The sentiment was also echoed in the Adelaide Festival’s Australian premiere of jewel-like family-friendly physical theatre piece Dimanche, created by Belgium-based companies Chaliwate and Focus, in which the performers used the contours of their bodies as set pieces and brought to life puppets with stunning realism to give a stern ecological warning.
Such synchronicity between performers was something to behold, a gift granted to audiences by many of the artists at WOMADelaide, perhaps none more so than Welsh classical harpist Catrin Finch and griot kora master Seckou Keita on Saturday.
Beneath the pine trees, on one of the smaller stages that became known for its bickering colony of fruit bats overhead (atmospheric or downright annoying, depending on who you talked to), the crowd sat mesmerised. In 1677 the French took over the island of Goree in Senegal, Keita told the crowd, saying, “the only way people can express their joy is through music”, before lunging in to a performance of their song 1677. Joy was an apt description for the way their sounds moved together as they smiled at each other on stage through the harp strings.

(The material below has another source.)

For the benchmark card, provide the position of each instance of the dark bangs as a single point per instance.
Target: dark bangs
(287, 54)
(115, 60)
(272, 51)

Also on Saturday, New Zealand-born singer-songwriter Aldous Harding had the crowd singing along to her hit from last year, The Barrel in the sun. Meanwhile, the “Golden Voice of Africa”, Malian musician and activist Salif Keita drew a huge crowd to close the night on his farewell tour with his magnificent band.
On Sunday, back at the bat stage, Finnish all-female vocal folk-hop quartet Tuuletar taught the audience how to say “Happy International Women’s Day” in their native language.
Their inimitable sound conjured the frosty Nordic wind before breaking down to an improvised rap battle of poems selected by audience members from 19th-century Finnish national epic The Kalevala. The latter was a technique used to take poetry into schools in Finland and, judging from the smiling children in the audience, it has been very successful.
Future soul quartet Hiatus Kaiyote, led by Nai Palm in a sparkled black bodysuit, had a prime slot on Sunday night, Palm wishing the crowd a happy IWD (and keyboardist Simon Mavin a happy birthday several times) between her spellbinding melodic grooves.
Hiatus Kaiyote was recently chosen by American jazz legend Herbie Hancock to be part of the Hollywood Bowl’s 2020 jazz series, a season also featuring Sheryl Crowe and Debbie Harry. For a Melbourne-formed group whose star continues to rise overseas, it was warming to see such an enthusiastic local audience.
Eighty-year-old American soul icon Mavis Staples attracted a huge crowd on the main stage on Monday afternoon ahead of Matt Corby’s closing slot that night.
The mood of the festival was summed up by Femi Koleoso, from young London jazz outfit Ezra Collective, who addressed the sweaty audience from behind his drum kit.
“Music is the great equaliser,” he said.
“There are people here who are older than my parents and there are people younger than me but we all look the same when we’re dancing to Afro jazz.”
Bridget Cormack travelled to Adelaide with the assistance of the Adelaide Festival and WOMADelaide.